The preface to America’s Original Sin opens with a description of the shooting and Emmanuel AME Church in Charleston, SC. Just a few days before that I read that section, I watched the documentary Emmanuel that also recounted that shooting. Wallis hoped that in the aftermath of the shooting there would be a change in the way that we talk about race and racism within the church and country as a result. But four years after the shooting, there has not been a fundamental shift in the conversation. The Confederate Flag was removed from the South Carolina Capital grounds, the SBC condemned the flying of the Confederate Flag at its annual meeting that next year. But it is hard to point to any other fundamental changes in the conversation.
That lack of change is not particularly surprising given the history of Christianity in the US, but I do think that as we read books like America’s Original Sin, it is important that we pay attention not just to the theological affirmations of what we as Christians should be doing, but also the history of what we have done. The Emmanuel AME Church shooting should have been a wake up call to the church, but it wasn’t. There are hundreds of other points history, including the church kneel in rallies in the 1950s and 60s that should have been significant wake up calls, but they haven’t been.
I probably would not have picked America’s Original sin up if a group in my church had not been reading it, but I wanted to participate in the discussion, so I read it. I respect Jim Wallis and I thought the book was worth reading. In general, I try to primarily read minority voices when I am reading about racism. There are other books that also have introductions to Christianity and Racism that are similarly good. Every book has its own orientation and focus. And Wallis does have a real history working for racial justice within the church.
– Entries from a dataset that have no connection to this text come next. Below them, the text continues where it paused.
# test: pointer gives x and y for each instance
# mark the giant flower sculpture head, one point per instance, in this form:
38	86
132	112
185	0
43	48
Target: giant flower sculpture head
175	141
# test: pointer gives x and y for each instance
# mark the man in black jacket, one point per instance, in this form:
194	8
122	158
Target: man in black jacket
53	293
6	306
But at the same time I do not agree with how all of that shakes out in every point. I think that many that are resistant to discussing racism within the church or even acknowledging racism as a real problem either in or outside of the church are going to be turned off by Wallis’ politics. It is not that I disagree with all of Wallis’ politics or that I disagree with how this Christianity influences his politics, but like it or not, Jim Wallis is identified primarily with the Evangelical political left. So I think that limits who will pick up this book and how those that do, will respond. There is certainly need for the political left to deal with its own racism. And if Wallis had more directly targeted the racism of the political left (as Robin DiAngelo particularly focused her book, White Fragility, toward liberal Whites, I think this could have been a more helpful book.